WASHINGTON -- Senate Majority Leader Harry Reid leveled a blistering attack at Republicans Tuesday that echoed the message of Occupy Wall Street, saying the GOP wants to protect the very richest Americans at the expense of everyone else.
Reid (D-Nev.) was arguing against Senate Republican resistance to a $60 billion measure that would pump cash into infrastructure and transportation projects in hopes of boosting the economy.
It would be funded with a 0.7 percent tax on millionaires' income above the first $1 million -- a levy that Reid called a "no-brainer."
Republicans and a few Democrats voted against starting debate on a similar plan last month that focused on police officers and teachers, and three Democrats still have not declared support for this one. Both bills are pieces of President Barack Obama's jobs plan.
So on Tuesday, Reid decided to highlight just how well the would-be surtax payers are doing. He pointed to a Congressional Budget Office report, released last week, that found income inequality at its highest level since the late 1920s, having nearly tripled since 1979.
"They're the same millionaires and billionaires whose annual income has increased by more than 275 percent," Reid said in a floor speech. "Their share of the nation's income is higher than at any time since 1928 ... since just before the stock market crashed, plunging this country into a Great Depression," he said.

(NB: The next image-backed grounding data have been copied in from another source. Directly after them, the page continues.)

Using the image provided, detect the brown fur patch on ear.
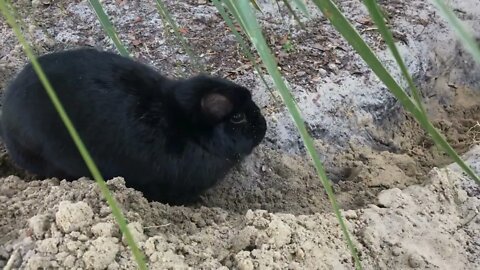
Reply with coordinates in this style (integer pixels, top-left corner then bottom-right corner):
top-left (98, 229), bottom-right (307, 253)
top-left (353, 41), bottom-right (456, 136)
top-left (201, 93), bottom-right (233, 121)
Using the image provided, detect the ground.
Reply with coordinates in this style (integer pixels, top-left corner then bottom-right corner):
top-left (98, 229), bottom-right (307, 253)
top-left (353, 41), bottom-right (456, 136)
top-left (0, 0), bottom-right (479, 269)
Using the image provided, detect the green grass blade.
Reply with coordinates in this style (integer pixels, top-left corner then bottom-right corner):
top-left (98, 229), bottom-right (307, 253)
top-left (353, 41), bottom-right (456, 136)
top-left (431, 0), bottom-right (480, 64)
top-left (363, 0), bottom-right (426, 115)
top-left (0, 2), bottom-right (147, 269)
top-left (223, 0), bottom-right (291, 102)
top-left (154, 0), bottom-right (205, 73)
top-left (250, 0), bottom-right (262, 12)
top-left (224, 0), bottom-right (251, 39)
top-left (310, 0), bottom-right (480, 185)
top-left (212, 0), bottom-right (278, 101)
top-left (87, 0), bottom-right (130, 57)
top-left (226, 1), bottom-right (363, 269)
top-left (290, 0), bottom-right (310, 17)
top-left (281, 0), bottom-right (306, 29)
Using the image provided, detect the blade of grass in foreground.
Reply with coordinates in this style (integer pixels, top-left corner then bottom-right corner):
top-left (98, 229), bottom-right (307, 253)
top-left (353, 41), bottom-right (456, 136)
top-left (281, 0), bottom-right (305, 29)
top-left (431, 0), bottom-right (480, 65)
top-left (212, 0), bottom-right (278, 102)
top-left (0, 2), bottom-right (147, 269)
top-left (363, 0), bottom-right (426, 115)
top-left (154, 0), bottom-right (204, 73)
top-left (223, 1), bottom-right (250, 39)
top-left (310, 0), bottom-right (480, 185)
top-left (87, 0), bottom-right (130, 57)
top-left (290, 0), bottom-right (310, 17)
top-left (249, 0), bottom-right (262, 12)
top-left (226, 1), bottom-right (363, 269)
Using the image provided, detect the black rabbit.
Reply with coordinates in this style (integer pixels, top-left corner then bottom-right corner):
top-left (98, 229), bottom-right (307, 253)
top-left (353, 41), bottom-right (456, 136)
top-left (0, 48), bottom-right (267, 204)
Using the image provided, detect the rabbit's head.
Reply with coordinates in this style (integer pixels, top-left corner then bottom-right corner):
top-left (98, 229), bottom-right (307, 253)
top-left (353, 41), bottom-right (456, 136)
top-left (172, 75), bottom-right (267, 161)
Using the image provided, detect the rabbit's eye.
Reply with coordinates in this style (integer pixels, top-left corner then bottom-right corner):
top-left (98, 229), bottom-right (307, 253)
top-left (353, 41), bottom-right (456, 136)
top-left (230, 112), bottom-right (247, 124)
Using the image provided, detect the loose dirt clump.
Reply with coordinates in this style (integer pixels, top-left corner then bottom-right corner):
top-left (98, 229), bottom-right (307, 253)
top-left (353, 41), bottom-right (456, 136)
top-left (1, 152), bottom-right (479, 269)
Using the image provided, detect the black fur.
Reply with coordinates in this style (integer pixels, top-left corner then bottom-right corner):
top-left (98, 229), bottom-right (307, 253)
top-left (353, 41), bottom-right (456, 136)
top-left (0, 48), bottom-right (267, 204)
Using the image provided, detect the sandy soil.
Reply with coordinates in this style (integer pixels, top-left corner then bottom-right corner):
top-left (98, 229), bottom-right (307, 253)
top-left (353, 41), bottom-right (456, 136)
top-left (0, 0), bottom-right (479, 269)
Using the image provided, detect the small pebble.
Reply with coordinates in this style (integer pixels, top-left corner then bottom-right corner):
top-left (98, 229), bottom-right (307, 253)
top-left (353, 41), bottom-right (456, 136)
top-left (343, 210), bottom-right (358, 219)
top-left (28, 214), bottom-right (50, 238)
top-left (55, 201), bottom-right (93, 233)
top-left (408, 253), bottom-right (424, 268)
top-left (83, 237), bottom-right (119, 270)
top-left (91, 222), bottom-right (117, 237)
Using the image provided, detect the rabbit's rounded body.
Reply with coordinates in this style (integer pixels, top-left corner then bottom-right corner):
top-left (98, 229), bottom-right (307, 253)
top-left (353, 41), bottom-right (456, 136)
top-left (1, 48), bottom-right (266, 204)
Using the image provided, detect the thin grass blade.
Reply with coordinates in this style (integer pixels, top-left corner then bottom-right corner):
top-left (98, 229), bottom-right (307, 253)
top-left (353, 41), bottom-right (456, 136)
top-left (363, 0), bottom-right (426, 114)
top-left (281, 0), bottom-right (305, 29)
top-left (154, 0), bottom-right (204, 73)
top-left (224, 1), bottom-right (251, 39)
top-left (310, 0), bottom-right (480, 184)
top-left (212, 0), bottom-right (277, 101)
top-left (225, 1), bottom-right (363, 269)
top-left (87, 0), bottom-right (129, 57)
top-left (0, 2), bottom-right (147, 269)
top-left (290, 0), bottom-right (310, 17)
top-left (431, 0), bottom-right (480, 64)
top-left (250, 0), bottom-right (262, 12)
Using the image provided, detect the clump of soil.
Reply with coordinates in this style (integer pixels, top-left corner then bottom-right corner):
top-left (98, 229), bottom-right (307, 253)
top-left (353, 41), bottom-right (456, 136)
top-left (1, 150), bottom-right (479, 269)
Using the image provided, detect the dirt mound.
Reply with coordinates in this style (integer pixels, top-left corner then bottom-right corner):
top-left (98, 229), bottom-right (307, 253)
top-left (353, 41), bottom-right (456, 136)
top-left (1, 147), bottom-right (479, 269)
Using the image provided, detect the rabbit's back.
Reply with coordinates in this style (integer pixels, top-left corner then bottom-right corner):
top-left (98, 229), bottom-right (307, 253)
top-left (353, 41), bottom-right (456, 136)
top-left (0, 48), bottom-right (266, 204)
top-left (1, 49), bottom-right (164, 178)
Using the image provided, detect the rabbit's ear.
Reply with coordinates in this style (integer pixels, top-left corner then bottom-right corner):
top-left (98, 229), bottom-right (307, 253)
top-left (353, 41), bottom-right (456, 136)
top-left (201, 93), bottom-right (233, 121)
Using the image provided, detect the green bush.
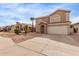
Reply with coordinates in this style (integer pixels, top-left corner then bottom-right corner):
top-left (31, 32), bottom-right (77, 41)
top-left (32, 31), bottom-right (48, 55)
top-left (14, 29), bottom-right (21, 34)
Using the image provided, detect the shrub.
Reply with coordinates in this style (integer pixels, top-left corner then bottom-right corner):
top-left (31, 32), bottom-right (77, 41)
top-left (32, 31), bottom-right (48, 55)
top-left (14, 29), bottom-right (21, 34)
top-left (24, 25), bottom-right (28, 33)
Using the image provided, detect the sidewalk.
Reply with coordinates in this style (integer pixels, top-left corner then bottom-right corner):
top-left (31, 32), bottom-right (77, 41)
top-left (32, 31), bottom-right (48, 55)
top-left (0, 37), bottom-right (15, 50)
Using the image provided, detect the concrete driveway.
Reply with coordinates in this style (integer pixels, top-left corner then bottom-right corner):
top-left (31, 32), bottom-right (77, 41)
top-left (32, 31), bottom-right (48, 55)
top-left (0, 35), bottom-right (79, 56)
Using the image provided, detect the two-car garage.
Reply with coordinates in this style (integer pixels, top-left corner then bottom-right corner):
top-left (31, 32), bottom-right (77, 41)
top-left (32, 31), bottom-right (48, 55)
top-left (47, 23), bottom-right (70, 35)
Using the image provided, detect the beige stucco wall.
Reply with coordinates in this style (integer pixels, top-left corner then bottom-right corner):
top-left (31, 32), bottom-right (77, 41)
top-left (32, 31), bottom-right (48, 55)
top-left (50, 10), bottom-right (70, 24)
top-left (47, 25), bottom-right (70, 35)
top-left (70, 27), bottom-right (74, 34)
top-left (36, 19), bottom-right (41, 33)
top-left (50, 13), bottom-right (61, 23)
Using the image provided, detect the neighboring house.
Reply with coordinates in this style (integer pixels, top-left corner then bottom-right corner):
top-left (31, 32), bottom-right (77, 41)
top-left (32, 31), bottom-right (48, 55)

"Now they take home more than half of all the money earned each year in this great country, even after taxes," he added. "That means this 1 percent now makes more than the other 99 percent combined."
Citing polls that found large majorities -- including Republicans -- favor forcing the wealthy to dig deeper, Reid said it was only the 47 GOP senators who think those folks should be spared. "The Tea Party even favors this," Reid said.

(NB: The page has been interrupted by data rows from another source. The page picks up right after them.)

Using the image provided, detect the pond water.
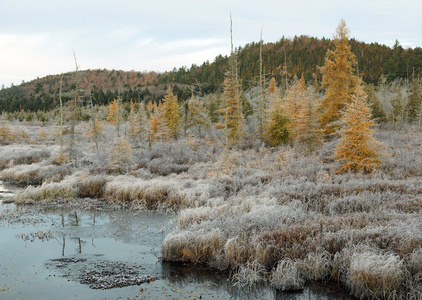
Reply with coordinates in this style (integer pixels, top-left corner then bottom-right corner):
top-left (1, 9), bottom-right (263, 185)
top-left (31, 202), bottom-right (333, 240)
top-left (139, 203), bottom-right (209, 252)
top-left (0, 181), bottom-right (355, 299)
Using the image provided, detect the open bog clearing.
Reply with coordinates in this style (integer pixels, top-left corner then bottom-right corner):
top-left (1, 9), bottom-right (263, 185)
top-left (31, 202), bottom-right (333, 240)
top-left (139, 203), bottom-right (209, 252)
top-left (0, 121), bottom-right (421, 300)
top-left (0, 182), bottom-right (355, 300)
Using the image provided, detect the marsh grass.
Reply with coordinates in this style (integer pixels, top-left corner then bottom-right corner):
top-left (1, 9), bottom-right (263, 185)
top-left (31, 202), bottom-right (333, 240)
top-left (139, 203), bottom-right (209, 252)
top-left (1, 122), bottom-right (421, 299)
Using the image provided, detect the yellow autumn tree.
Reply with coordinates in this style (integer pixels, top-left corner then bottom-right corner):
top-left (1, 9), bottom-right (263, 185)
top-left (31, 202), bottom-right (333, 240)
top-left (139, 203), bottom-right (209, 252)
top-left (162, 88), bottom-right (182, 139)
top-left (318, 19), bottom-right (359, 136)
top-left (283, 78), bottom-right (307, 137)
top-left (107, 99), bottom-right (124, 137)
top-left (334, 83), bottom-right (385, 173)
top-left (268, 77), bottom-right (277, 94)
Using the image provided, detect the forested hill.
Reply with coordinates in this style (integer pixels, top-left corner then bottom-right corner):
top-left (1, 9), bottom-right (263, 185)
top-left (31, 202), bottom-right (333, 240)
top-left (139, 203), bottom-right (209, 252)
top-left (1, 35), bottom-right (422, 112)
top-left (160, 36), bottom-right (422, 89)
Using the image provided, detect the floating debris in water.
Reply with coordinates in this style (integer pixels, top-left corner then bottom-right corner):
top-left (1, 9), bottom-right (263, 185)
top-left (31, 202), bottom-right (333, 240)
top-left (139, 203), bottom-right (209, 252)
top-left (47, 257), bottom-right (157, 289)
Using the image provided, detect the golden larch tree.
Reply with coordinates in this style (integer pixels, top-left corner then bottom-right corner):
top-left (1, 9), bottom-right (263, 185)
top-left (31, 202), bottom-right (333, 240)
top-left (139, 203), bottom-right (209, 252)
top-left (219, 70), bottom-right (244, 146)
top-left (334, 83), bottom-right (385, 173)
top-left (162, 88), bottom-right (182, 139)
top-left (107, 99), bottom-right (124, 137)
top-left (318, 19), bottom-right (359, 136)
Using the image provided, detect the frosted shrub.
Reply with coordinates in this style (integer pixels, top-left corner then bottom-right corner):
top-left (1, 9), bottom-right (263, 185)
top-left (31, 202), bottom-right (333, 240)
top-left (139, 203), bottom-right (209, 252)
top-left (349, 251), bottom-right (404, 299)
top-left (270, 258), bottom-right (304, 291)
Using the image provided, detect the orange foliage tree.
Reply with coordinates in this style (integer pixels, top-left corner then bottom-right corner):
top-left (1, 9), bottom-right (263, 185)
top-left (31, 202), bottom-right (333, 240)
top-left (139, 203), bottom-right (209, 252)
top-left (162, 88), bottom-right (182, 139)
top-left (318, 19), bottom-right (359, 136)
top-left (334, 83), bottom-right (385, 173)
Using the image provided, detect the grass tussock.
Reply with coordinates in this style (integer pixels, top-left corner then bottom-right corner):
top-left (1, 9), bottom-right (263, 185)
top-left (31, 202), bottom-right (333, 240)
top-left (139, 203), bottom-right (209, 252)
top-left (349, 250), bottom-right (404, 299)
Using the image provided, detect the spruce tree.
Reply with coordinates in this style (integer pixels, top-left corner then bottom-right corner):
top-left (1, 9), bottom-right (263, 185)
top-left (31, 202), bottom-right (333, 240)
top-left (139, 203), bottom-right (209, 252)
top-left (318, 19), bottom-right (359, 136)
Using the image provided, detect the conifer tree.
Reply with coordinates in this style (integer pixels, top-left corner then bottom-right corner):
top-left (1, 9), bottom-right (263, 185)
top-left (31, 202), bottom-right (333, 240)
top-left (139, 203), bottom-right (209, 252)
top-left (318, 19), bottom-right (359, 136)
top-left (391, 85), bottom-right (404, 127)
top-left (334, 83), bottom-right (385, 173)
top-left (127, 100), bottom-right (143, 144)
top-left (108, 137), bottom-right (133, 173)
top-left (264, 93), bottom-right (290, 146)
top-left (85, 99), bottom-right (104, 155)
top-left (283, 78), bottom-right (306, 138)
top-left (220, 70), bottom-right (243, 145)
top-left (187, 96), bottom-right (210, 136)
top-left (218, 14), bottom-right (243, 155)
top-left (162, 88), bottom-right (182, 139)
top-left (293, 87), bottom-right (323, 153)
top-left (107, 98), bottom-right (124, 137)
top-left (406, 72), bottom-right (421, 123)
top-left (365, 84), bottom-right (387, 123)
top-left (268, 77), bottom-right (277, 94)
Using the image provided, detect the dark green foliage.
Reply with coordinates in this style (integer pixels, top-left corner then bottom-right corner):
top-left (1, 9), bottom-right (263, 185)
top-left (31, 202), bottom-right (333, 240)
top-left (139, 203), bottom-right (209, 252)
top-left (365, 84), bottom-right (387, 123)
top-left (406, 72), bottom-right (421, 122)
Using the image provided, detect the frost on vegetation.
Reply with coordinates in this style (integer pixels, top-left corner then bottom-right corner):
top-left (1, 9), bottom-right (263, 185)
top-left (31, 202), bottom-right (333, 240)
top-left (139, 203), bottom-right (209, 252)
top-left (232, 260), bottom-right (266, 289)
top-left (0, 145), bottom-right (50, 169)
top-left (15, 173), bottom-right (80, 203)
top-left (270, 258), bottom-right (304, 291)
top-left (349, 250), bottom-right (404, 300)
top-left (1, 162), bottom-right (69, 184)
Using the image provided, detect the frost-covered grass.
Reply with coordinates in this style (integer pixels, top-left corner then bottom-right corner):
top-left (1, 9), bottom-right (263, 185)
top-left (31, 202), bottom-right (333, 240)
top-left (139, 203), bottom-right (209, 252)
top-left (1, 122), bottom-right (421, 299)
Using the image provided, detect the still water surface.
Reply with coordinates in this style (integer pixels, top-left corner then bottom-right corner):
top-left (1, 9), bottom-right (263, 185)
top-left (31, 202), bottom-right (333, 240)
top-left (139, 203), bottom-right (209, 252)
top-left (0, 181), bottom-right (355, 299)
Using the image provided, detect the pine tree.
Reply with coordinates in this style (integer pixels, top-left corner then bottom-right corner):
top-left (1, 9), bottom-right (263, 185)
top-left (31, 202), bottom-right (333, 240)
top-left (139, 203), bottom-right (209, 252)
top-left (406, 72), bottom-right (421, 123)
top-left (334, 83), bottom-right (385, 173)
top-left (162, 88), bottom-right (181, 139)
top-left (318, 19), bottom-right (359, 136)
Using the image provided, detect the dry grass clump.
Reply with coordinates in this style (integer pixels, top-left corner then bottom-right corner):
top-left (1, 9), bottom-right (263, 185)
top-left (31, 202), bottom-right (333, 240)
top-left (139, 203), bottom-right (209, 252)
top-left (232, 260), bottom-right (266, 288)
top-left (0, 145), bottom-right (50, 169)
top-left (161, 228), bottom-right (225, 263)
top-left (270, 258), bottom-right (304, 291)
top-left (1, 162), bottom-right (69, 184)
top-left (15, 174), bottom-right (79, 203)
top-left (78, 174), bottom-right (110, 198)
top-left (104, 176), bottom-right (191, 209)
top-left (348, 250), bottom-right (404, 299)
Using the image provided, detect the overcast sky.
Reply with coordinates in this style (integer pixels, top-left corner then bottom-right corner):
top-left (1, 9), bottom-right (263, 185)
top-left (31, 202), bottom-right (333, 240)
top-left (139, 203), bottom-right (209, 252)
top-left (1, 0), bottom-right (421, 88)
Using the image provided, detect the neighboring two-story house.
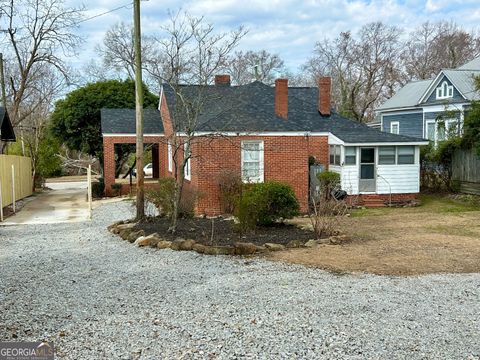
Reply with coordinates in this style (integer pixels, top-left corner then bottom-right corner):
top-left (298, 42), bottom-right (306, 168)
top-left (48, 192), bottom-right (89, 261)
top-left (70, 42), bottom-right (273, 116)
top-left (376, 57), bottom-right (480, 143)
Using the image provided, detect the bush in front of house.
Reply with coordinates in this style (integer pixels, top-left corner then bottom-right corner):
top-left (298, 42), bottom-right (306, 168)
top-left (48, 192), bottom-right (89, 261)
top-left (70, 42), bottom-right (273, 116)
top-left (146, 178), bottom-right (176, 217)
top-left (217, 169), bottom-right (243, 214)
top-left (111, 183), bottom-right (122, 196)
top-left (236, 181), bottom-right (300, 231)
top-left (317, 171), bottom-right (340, 200)
top-left (92, 177), bottom-right (105, 199)
top-left (145, 178), bottom-right (196, 219)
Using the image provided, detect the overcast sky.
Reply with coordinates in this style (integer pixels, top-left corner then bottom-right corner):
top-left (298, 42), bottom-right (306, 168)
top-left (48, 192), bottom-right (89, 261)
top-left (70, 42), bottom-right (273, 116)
top-left (70, 0), bottom-right (480, 73)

"And they're not going to allow us to proceed to create hundreds of thousands of jobs, for a tax increase of seven-tenths of 1 percent of the richest of the rich?" Reid said of his Republican colleagues with a hint of disgust in his voice.
"No one deprives them of their prosperity -- they've worked hard," Reid added about the rich. "But their tremendous fortune, including their tremendous fortunes, means that they can contribute a teeny tiny fraction more to shore up the economic future of our nation," he argued, suggesting the GOP should agree.
"They know the money will have to come from somewhere. They know tough choices must be made," he argued. "Asking someone making, for example, $1.1 million to contribute a few dollars more every year shouldn't be one of our tough choices -- it should be a so-called no-brainer."
He noted that this hypothetical taxpayer would pony up an extra $700 a year under the bill.
A spokesman for Senate Minority Leader Mitch McConnell (R-Ky.) pointed out that a few Democrats also may oppose the jobs bill, making the opposition bipartisan.
Nonetheless, the GOP has adamantly fought raising any taxes on the wealthy. Indeed, many have argued that the poor and middle class do not pay enough.
Reid capped his argument by making the political case that Democrats are the champions of the 99 percent at the core of the Occupy Wall Street movement.
"While Democrats will fight for the middle class, it seems Republicans will fight for the 1 percent of Americans who have every resource available to fight for themselves," he said.